Reacting to issues that concern advertising in the new code, the President, Association of Advertising Agencies of Nigeria (AAAN), Steve Babaeko, told THISDAY that the basis of the code was wrong as far as it has to do with advertising.
“For five years, we have been clamouring for the reconstitution of the APCON council, now this is one of the flipsides of the absence of the council. With the new development, Government appears to be telling us to henceforth be reporting to NBC. The question is; if we have all those things in APCON act, why pushing us to NBC? If APCON is in place, advertising will not be at the mercy of any other agency of government but the council,” Babaeko said.

Meanwhile a senior practitioner and former chairman of APCON, Lolu Akinwumi, who recently appeared with Patrick Doyle on Silverbird Television programme said his reaction when he first saw the NBC’s amended code was that something was wrong somewhere.

Akinwumi, who was also at a time AAAN President, linked some of the shortcomings in the code as related to advertisement and advertising to the fact that APCON council had remained in the limbo for years.

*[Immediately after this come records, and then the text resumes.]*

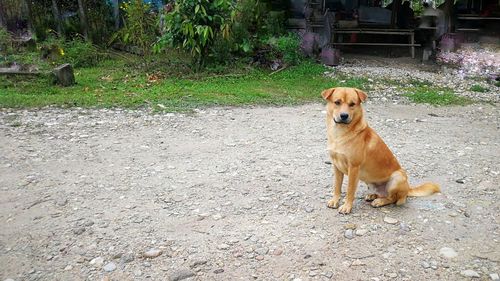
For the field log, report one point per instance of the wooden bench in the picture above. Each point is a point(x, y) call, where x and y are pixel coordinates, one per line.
point(404, 32)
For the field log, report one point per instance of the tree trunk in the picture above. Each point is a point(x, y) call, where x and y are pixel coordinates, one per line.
point(57, 18)
point(116, 13)
point(83, 19)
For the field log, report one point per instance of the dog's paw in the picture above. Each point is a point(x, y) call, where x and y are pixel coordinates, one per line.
point(379, 202)
point(371, 197)
point(345, 208)
point(333, 203)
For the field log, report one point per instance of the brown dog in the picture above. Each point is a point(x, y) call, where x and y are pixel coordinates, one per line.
point(358, 152)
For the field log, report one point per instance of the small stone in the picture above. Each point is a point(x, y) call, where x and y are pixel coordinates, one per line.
point(357, 262)
point(328, 274)
point(448, 252)
point(198, 262)
point(404, 227)
point(126, 258)
point(181, 274)
point(98, 262)
point(277, 252)
point(223, 246)
point(390, 220)
point(262, 251)
point(392, 275)
point(61, 202)
point(349, 234)
point(78, 230)
point(470, 273)
point(152, 253)
point(109, 267)
point(361, 232)
point(350, 226)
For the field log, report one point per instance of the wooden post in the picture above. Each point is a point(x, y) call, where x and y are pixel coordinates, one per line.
point(396, 4)
point(449, 14)
point(83, 19)
point(57, 18)
point(29, 9)
point(2, 16)
point(116, 13)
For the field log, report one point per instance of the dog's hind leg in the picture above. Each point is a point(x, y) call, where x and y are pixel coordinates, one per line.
point(397, 190)
point(337, 188)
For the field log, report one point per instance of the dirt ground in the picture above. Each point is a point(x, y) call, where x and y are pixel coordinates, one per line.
point(240, 194)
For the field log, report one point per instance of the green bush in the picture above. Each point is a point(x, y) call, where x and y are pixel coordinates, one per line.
point(80, 53)
point(194, 26)
point(77, 52)
point(287, 47)
point(140, 26)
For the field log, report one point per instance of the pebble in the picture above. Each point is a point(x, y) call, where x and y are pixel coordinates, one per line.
point(390, 220)
point(78, 230)
point(109, 267)
point(262, 251)
point(470, 273)
point(181, 274)
point(223, 246)
point(349, 234)
point(127, 258)
point(392, 275)
point(448, 252)
point(99, 261)
point(277, 252)
point(361, 232)
point(152, 253)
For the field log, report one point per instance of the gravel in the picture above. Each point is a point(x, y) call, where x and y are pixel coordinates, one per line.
point(138, 181)
point(388, 77)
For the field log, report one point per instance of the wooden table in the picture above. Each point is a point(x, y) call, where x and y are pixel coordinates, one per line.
point(404, 32)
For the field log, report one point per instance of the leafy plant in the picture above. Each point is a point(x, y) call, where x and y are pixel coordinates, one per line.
point(288, 48)
point(139, 26)
point(194, 26)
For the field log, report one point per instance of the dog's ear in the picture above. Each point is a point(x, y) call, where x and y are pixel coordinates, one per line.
point(361, 95)
point(327, 93)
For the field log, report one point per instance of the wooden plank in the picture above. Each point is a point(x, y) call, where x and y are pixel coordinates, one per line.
point(379, 44)
point(371, 32)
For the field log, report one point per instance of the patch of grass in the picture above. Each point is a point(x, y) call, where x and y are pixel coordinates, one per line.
point(478, 88)
point(114, 83)
point(420, 83)
point(436, 96)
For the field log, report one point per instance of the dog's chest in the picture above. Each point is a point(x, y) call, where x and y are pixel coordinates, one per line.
point(340, 161)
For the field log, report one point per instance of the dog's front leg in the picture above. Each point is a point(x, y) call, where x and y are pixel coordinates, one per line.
point(353, 175)
point(337, 186)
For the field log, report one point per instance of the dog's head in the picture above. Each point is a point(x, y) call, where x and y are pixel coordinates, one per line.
point(344, 104)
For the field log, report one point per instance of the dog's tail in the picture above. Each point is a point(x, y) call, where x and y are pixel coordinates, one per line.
point(425, 189)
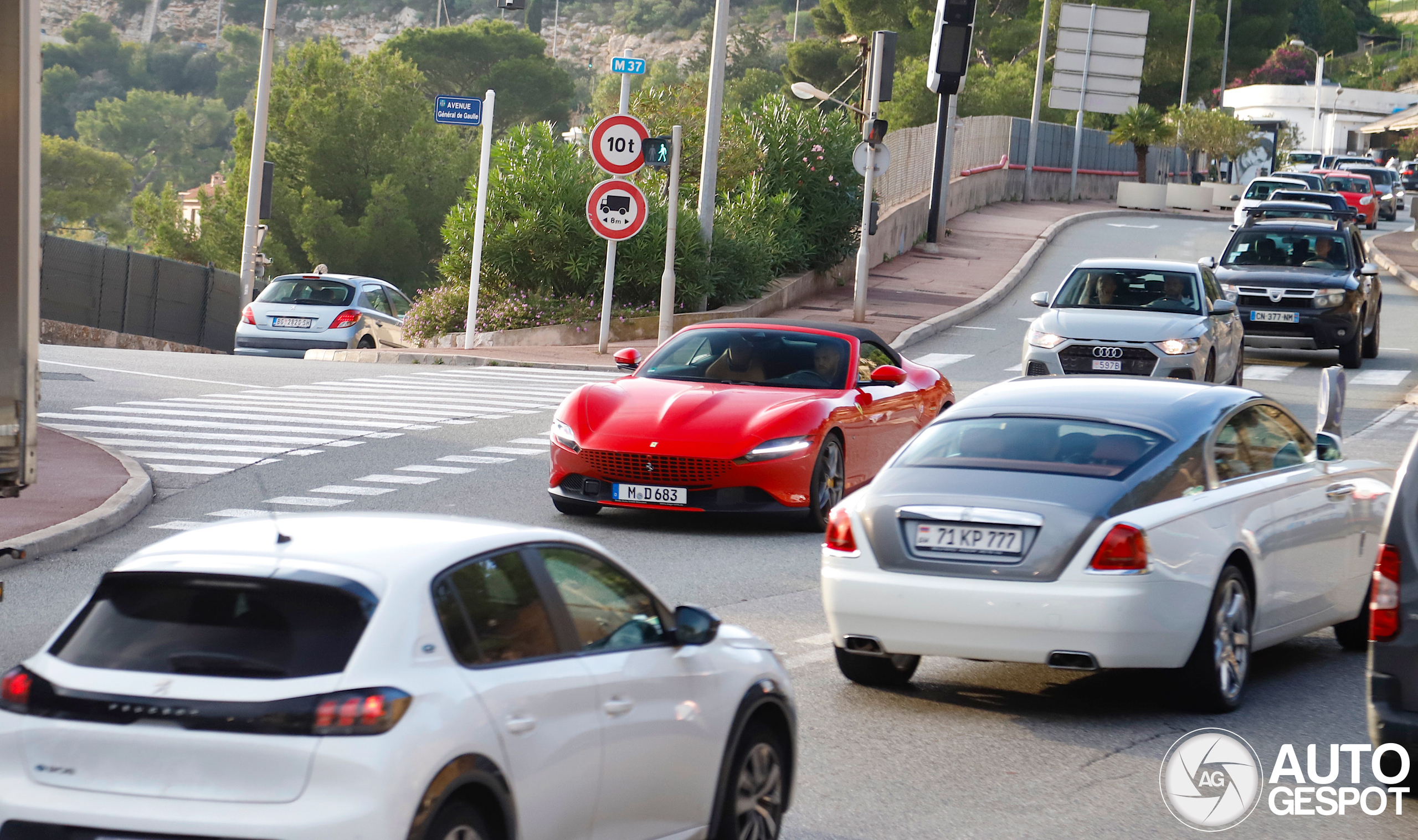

While calling on the Minister of Information, Lai Muhammed, to address the issue of the council as soon as possible, he was of the opinion that if APCON council was in place, the NBC’s representative on the board would have informed those who amended the code that some of the areas were already existing in APCON’s code.
“Some of the issues addressed under advertisement and payment have been addressed adequately by APCON. NBC has a seat in APCON and I know the representative would have pointed out to NBC that the areas have been covered by APCON if the council is in place.

“The area that also tries to bar multinationals from exposing their global commercials in Nigeria is also contentious. At the appropriate time, I know that would be challenged in court.
“The global practice is that where there must be a foreign ad, it will attract extra levy, not prohibition. That remains a global practice, which Nigeria cannot afford to turn back against. At this stage, I will again appeal to the Minister of Information, Alhaj Lai Muhammed to look into the issue of APCON council and reconstitute it to protect advertising,” Akinwumi stated.

As things are, if NBC yields to calls from various quarters, it is a matter of time, the commission will still go back to the drawing board to right the wrong and reset the entertainment and creative industries on a more dynamic ladder.